Anatomy of a query
Type SELECT count(*) FROM events WHERE region = 'us-east-1' AND date = '2026-05-26' and press enter. Somewhere between you hitting return and the number coming back, your SQL goes through about five transformations. Reading those transformations is the fastest way to understand why some queries are fast and others are not.
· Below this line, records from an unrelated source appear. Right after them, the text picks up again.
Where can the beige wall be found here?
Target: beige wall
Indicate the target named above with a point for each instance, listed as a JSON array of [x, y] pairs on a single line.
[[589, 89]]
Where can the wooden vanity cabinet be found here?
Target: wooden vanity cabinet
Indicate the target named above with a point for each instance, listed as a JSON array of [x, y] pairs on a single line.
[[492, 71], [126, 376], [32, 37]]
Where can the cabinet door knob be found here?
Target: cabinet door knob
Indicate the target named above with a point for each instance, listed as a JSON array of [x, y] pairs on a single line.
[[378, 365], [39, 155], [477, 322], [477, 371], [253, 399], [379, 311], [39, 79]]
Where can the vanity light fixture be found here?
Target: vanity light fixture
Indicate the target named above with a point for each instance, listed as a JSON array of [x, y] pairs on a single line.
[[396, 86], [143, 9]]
Five transformations between six artifacts. The optimizer is the stage most queries get slow at. The bottom row shows what each stage knows that the previous one did not.
The parser
SQL is text. The parser turns it into an abstract syntax tree, a tree of nodes representing the structure of the query. The AST captures clause structure (SELECT, FROM, WHERE, GROUP BY, ORDER BY) but does not yet know what events refers to or what types the columns have. Most engines write their own parser; some use generated parsers (yacc, bison, antlr); Sail uses Chumsky, a parser combinator library. The parser stage is almost never the bottleneck.
The logical plan
With the AST in hand, the engine resolves names against the catalog. events becomes a specific table with a specific schema. region becomes column three of type string. The result is a logical plan: a tree of relational operators expressed in terms of what, not how. Filter, project, join, group-by, aggregate. This is the level at which the Volcano paper (Graefe, 1993) defined query execution and where most database textbooks live.
The optimizer
The optimizer rewrites the logical plan to be cheaper. Push filters down to the scan so the engine never reads rows that fail. Drop projections that no one uses. Reorder joins by estimated cardinality. Eliminate redundant subqueries. The bulk of database research over the last forty years lives here.
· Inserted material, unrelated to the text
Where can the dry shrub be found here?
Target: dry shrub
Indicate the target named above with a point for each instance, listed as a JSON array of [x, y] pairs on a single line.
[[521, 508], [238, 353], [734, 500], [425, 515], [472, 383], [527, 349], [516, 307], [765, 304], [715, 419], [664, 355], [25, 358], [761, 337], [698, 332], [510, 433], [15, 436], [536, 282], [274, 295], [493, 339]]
Two kinds of rules. Rule-based rules always apply (predicate pushdown, projection pruning). Cost-based rules depend on table statistics (which side of a join to broadcast, which join algorithm to pick, how to order joins). Cost-based decisions are where the optimizer can be wrong, and where you sometimes have to hint or rewrite the query.
The physical plan
The optimizer also lowers the logical plan to a physical plan: the same tree, but with each operator replaced by a specific execution strategy. A logical "join" becomes a HashJoinExec, SortMergeJoinExec, or NestedLoopJoinExec depending on size and key distribution. A logical "scan" becomes a ParquetExec with predicate pushdown to skip row groups. A logical "aggregate" becomes a hash aggregation with a specific batch size.
Execution
The execution layer streams record batches through the operator tree. Each operator takes a stream in and produces a stream out. Backpressure flows up naturally; partial results flow down. Most engines parallelize at this layer: each physical operator can produce N streams (one per worker or core), and the scheduler decides where each runs.
The result is whatever the top operator collects: a single row for an aggregate, a bounded set for a LIMIT, an unbounded stream for a streaming query.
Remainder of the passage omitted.